15 plunged into the depths of the sea of knowledge, and emerged with pearls of wisdom (and possibly some fresh calluses)
THANG:
Warmup:
20 Swings + 10 Merkins, repeat X 5
Swing / Clean / Hi Pull / Snatch combo – continuous movement
Repeat x3, x6, x9, but not x12
RDL / Goblet Squat / F Lunge / B Lunge – continuous movement
Repeat x3, x5, x9 (sketchy), and most definitely not x12
Partner Up:
Teabag x 10, Overhead Press x 10, Teabag to Overhead press combo x 10
Clean x 10, Press X 10, Clean and Press combo X 10
Swing x 10, Goblet Squat x 10, Swing to Goblet Squat combo X 10
Snatch x 10, Reverse Lunge X 10, Viking Salute x 10 (click link for video)

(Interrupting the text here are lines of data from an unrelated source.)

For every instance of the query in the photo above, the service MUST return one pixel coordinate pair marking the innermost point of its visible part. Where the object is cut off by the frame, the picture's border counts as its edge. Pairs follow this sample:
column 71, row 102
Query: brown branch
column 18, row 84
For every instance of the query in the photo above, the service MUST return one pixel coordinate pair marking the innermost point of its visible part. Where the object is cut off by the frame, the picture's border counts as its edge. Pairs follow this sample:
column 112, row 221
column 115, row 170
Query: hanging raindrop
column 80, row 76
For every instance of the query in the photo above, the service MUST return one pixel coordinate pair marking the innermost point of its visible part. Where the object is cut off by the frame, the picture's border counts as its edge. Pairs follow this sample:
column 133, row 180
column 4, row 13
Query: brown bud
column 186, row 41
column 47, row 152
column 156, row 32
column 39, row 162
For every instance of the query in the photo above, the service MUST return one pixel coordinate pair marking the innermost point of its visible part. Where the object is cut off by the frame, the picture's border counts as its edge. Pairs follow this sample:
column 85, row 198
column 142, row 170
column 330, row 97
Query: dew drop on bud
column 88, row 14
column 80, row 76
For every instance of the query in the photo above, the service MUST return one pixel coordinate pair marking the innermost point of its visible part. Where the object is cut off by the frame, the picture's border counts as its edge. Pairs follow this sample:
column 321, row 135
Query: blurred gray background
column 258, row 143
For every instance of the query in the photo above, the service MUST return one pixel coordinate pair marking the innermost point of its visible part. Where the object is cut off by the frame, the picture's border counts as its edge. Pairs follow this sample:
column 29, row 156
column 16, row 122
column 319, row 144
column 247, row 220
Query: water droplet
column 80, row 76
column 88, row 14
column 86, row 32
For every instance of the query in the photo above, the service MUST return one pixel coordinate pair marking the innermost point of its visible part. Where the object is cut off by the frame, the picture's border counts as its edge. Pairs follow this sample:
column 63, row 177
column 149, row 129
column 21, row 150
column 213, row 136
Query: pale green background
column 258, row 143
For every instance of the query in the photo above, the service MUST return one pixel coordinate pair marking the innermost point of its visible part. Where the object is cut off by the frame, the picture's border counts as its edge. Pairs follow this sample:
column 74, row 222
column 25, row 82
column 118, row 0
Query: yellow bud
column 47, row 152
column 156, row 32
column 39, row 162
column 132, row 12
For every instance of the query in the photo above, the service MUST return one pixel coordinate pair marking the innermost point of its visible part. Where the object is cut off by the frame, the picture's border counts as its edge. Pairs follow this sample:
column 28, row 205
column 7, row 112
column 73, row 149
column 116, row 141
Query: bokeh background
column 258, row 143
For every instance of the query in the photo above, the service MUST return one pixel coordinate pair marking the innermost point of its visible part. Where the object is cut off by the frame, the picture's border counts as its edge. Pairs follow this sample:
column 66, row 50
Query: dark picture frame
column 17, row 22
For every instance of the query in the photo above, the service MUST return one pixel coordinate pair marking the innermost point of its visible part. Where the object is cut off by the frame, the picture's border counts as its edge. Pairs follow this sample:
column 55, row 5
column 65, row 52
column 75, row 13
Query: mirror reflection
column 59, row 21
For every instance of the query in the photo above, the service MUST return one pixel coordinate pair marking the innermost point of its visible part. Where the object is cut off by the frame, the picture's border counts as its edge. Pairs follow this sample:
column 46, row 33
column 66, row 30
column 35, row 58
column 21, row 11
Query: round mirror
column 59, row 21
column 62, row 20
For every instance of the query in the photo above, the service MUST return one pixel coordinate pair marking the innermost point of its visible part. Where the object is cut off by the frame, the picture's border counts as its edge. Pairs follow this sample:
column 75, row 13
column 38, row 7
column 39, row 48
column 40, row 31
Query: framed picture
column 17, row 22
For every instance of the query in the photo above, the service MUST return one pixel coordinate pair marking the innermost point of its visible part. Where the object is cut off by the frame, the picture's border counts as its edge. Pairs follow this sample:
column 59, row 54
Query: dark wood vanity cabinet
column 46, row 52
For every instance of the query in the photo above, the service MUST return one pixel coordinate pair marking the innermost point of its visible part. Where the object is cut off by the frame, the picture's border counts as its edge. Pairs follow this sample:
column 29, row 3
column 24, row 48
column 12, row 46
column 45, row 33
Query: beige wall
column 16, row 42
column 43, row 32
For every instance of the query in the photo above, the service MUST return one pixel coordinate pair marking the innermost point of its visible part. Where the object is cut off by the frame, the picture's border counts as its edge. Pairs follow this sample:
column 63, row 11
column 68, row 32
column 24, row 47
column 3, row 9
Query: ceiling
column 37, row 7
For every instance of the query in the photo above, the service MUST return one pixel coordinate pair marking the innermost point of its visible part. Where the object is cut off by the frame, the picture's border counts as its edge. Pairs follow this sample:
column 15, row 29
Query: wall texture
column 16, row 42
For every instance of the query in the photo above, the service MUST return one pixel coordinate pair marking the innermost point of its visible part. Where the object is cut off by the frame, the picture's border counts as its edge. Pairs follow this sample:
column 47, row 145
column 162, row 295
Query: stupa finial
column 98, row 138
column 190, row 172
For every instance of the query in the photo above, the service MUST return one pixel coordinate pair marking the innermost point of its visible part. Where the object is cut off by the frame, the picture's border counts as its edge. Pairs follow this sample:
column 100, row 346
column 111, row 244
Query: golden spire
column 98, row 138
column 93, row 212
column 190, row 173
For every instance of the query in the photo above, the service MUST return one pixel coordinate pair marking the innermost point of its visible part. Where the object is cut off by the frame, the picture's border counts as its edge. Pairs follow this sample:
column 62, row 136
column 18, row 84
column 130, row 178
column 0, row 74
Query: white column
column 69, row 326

20 Swings + 10 Merkins, repeat until 6:15
MOLESKIN:
Here’s a tip – don’t bet on billiards with anyone named after a state (Minnesota Jack, Arkansas Slim, the list goes on) or look for life-changing exercise instruction from someone who ate a pack of Nabs he found in his vehicle on the way to the workout. That said, I noticed some guys really taking my swing instruction to heart this morning and I got a little teary eyed. It could have just been catching a whiff of High Tides tank top (seriously, try some Tide), but I think it was a little bit more. Header had out his preacher notebook and Bulldog was trying to figure out his Evernote password but couldn’t get Siri to understand the letter “R”.
Missing Turkey Leg this morning. Probably posting Strava runs from the Shire again. We await his return. He still working on a autobiography novel about the incontinent jogger, “The Man with One Brown Sock”. A screenplay starting Tom Hanks and Dabney Coleman is also in the works.
Voodoo was off searching for his true calling in life. He was devastated last week upon learning that Elon Musk was not gas station cologne. All of those quarters gone to waste. He’s also trying to find out why his electric car only has a range of 3 miles. Try the 600lbs of kettlebells in the passenger seat pal.
The general workout went a little like a Pandora station. Keep skipping exercises until you have to listen to a commercial. Hope you guys got your moneys worth. It’s all optional, I suppose, but you’re not gonna look like this if you keep doing that. #flex
Welcome Gaylord. The Sorting Hat really flipped you a stinker with that name #notslytherin. Glad you are still coming out.
Rumors of a Brown sighting. Nowhere near a workout, mind you, but the man has been spotted. Keep hope alive.
Ended the workout with a jewel from one of TRs series of “clean but weird” videos – the Viking Salute. I received, in return, some various other salutes from the pax. Smokey took a knee in protest and left his kneecap in the parking lot.
Finally, this morning marked the debut of my genius invention, the “Lockscreen Weinke“. Save the weinke as a photo to the iPhone lockscreen and BAM – instant access during the workout. Problem is, when you are playing the Alan Jackson Pandora Station, the controls cover up the text and it is rendered useless. Oh well, back to the drawer. It did serve to remind me though, that you need to be prepared for when life throws you a curveball. Train to handle the unexpected. Don’t get shaken up when something goes awry – it will happen.
All I can remember from this AM . . .
Probably some announcements too. Contact Bulldog via his America Online email address for these.